Kremer became the first Israeli citizen drafted when San Diego took him in the 38th round in 2015 and the first to sign with a pro team when the Dodgers paid him $147,500 as a 14th-rounder out of Nevada-Las Vegas in 2016. Kremer, who has dual citizenship, has extensive experience pitching with Israeli national teams since 2014 and worked an inning in the 2017 World Baseball Classic.

He is ranked as the Orioles’ No. 9 prospect by Baseball America and FanGraphs.com and No. 16 by MLBPipeline.com. He throws his fastball often between 90 and 94 mph, touching 95 and 96 mph. His mid-70s curveball was a big pitch for him in 2018. He would often use his breaking ball early in counts to help him get ahead and put away hitters with the curve and also elevate his fastball.

And that strikeout total sure can get your attention. He has averaged 11.44 per nine innings in three years on the farm. He averaged 12.20 last season and that number was 10.52 with Bowie.

Kremer said some work he did with the Dodgers last March - more about the mental side of the game - served him well.

“During spring training last year, I worked really hard getting back into to what I was doing well before the previous year (2017). And kind of just keeping myself able to repeat that again and again every outing,” he said. “I went out in 2018 with a different mindset from 2017. A more aggressive mindset toward hitters. I wasn’t pitching scared. Whatever happens is going to happen, so that’s how it went.

“I wouldn’t say my stuff is overpowering by any means, but definitely last year in spring, we worked on pitch sequencing and learning pitch combos. How each pitch plays off each other and the different bat paths. And how hitters react to each pitch. And that is kind of what I took into account. It was less about scouting reports and more trusting my eyes.”

Kremer said there are certainly times when he gets ahead in the count that he looks for a swing and miss pitch.

“If any pitcher told you with two strikes they were not going for a strikeout, they were probably lying to you,” he said. “But if I had 0-1 or 0-2, 1-2, then, yeah, I’d probably go for the punchout versus 2-2 or 3-2. Then it’s more like, all right, I just need an out.”

Kremer’s 2018 season may be even more impressive after hearing his interview on Saturday. He said two of his four pitches were not locked in during the season as well as he would have liked.

“Right now, I’m working on my slider and changeup that were inconsistent last year. Trying to make them better. You can’t be a two-pitch starter and stick in the big leagues,” the right-hander said.
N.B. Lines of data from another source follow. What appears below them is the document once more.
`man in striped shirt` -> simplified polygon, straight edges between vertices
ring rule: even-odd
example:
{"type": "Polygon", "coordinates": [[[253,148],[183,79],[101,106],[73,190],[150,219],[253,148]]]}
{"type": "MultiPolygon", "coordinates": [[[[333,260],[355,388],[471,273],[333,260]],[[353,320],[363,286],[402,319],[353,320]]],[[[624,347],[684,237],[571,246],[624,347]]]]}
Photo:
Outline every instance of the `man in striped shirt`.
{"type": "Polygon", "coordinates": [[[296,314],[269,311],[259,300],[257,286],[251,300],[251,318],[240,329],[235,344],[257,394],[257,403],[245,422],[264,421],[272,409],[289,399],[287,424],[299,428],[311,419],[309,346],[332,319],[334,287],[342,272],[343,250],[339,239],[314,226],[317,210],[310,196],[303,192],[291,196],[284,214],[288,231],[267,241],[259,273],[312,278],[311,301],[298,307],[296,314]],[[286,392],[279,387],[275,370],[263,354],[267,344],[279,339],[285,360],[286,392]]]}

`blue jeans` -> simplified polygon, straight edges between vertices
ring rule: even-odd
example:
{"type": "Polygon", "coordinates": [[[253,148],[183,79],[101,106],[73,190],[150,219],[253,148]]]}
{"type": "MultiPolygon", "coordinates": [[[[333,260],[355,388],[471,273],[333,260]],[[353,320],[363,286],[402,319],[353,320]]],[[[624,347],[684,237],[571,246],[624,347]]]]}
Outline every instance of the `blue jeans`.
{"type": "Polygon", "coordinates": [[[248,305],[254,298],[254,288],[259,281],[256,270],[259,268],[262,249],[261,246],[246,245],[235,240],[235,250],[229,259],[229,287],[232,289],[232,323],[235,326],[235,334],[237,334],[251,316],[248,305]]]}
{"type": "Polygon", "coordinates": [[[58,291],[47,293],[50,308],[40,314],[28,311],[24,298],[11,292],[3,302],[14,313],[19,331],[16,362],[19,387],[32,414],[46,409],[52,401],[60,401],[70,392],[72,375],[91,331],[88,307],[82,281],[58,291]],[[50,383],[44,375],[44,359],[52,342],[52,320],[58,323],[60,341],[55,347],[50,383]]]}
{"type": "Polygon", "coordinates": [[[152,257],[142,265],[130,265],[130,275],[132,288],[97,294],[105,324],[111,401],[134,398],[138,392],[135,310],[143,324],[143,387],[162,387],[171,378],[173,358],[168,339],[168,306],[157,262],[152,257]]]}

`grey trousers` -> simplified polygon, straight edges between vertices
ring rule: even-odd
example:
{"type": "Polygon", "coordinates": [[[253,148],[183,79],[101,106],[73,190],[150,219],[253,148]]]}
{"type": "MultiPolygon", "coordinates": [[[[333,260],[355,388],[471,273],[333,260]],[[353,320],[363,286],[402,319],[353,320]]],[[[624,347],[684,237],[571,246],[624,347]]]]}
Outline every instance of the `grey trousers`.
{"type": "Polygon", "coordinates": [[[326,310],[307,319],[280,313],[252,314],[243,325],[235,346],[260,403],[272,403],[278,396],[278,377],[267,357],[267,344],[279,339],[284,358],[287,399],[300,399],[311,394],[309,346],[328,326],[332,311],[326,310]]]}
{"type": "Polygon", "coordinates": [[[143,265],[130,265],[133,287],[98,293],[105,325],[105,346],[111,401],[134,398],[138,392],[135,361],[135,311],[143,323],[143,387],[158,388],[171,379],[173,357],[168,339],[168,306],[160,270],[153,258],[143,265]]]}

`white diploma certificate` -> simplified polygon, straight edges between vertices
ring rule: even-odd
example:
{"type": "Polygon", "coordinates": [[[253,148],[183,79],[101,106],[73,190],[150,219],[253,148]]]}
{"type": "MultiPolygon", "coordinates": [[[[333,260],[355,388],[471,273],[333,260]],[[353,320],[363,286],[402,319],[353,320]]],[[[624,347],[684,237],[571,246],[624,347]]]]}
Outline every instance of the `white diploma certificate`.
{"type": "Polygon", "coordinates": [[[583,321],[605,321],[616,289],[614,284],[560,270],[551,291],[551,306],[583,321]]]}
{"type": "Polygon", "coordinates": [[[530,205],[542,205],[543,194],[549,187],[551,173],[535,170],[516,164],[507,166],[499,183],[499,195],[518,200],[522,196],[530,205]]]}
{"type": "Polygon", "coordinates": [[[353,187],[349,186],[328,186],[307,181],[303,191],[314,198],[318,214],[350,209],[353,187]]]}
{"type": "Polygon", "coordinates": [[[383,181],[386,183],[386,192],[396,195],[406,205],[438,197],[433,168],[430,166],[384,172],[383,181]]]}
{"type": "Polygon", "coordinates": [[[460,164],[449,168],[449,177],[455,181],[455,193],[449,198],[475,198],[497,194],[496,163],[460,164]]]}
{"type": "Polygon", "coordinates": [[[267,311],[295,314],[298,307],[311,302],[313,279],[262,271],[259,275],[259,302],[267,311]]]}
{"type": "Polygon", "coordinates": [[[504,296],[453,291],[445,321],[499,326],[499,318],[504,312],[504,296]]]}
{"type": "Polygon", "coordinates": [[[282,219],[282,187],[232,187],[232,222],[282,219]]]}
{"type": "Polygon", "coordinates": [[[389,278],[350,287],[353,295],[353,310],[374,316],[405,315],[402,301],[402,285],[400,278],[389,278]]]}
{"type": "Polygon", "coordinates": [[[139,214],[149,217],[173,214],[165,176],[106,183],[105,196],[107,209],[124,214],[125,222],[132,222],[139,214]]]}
An obviously cerebral pitcher, next up for Kremer is a look at what the Orioles will have to offer him on the analytics side.

“I’m big into the new analytics and I like to see the data that I produce, with how my pitches play off each other,” he said. “I’m big into that. From what I hear, the new GM is also into that coming over from the Astros. So I’m definitely excited to continue to work with that.”

Here is a look at some strikeout/nine innings rates for O’s on the farm last year:

12.20 - Dean Kremer
10.99 - Zac Lowther
10.60 - DL Hall
9.28 - Keegan Akin
9.00 - Yefry Ramírez
8.13 - Matthias Dietz
7.77 - Luis Ortiz
7.68 - Brian Gonzalez
7.44 - John Means
7.34 - Jimmy Yacabonis
7.30 - Michael Baumann
7.09 - Cameron Bishop
7.01 - Dillon Tate
6.91 - Cristian Alvarado
6.73 - Alex Wells
6.51 - Josh Rogers
5.80 - Brenan Hanifee

We took only starters into account and pitchers for full-season teams. But the Orioles’ 2018 top pick, right-hander Grayson Rodriguez, did average 9.31 per nine in 19 1/3 innings in the Rookie-level Gulf Coast League.

New coach on the farm: The Orioles are turning to a local college coach for help in their minor leagues, according to this story from J.J. Cooper of Baseball America. He reports they have hired Tom Eller from Harford Community College as a minor league hitting coach. Eller’s teams led all National Junior College Athletic Association teams (that is over 170 teams) in walks four straight seasons while finishing in the top three in extra-base hits all four years and the top three in homers three times.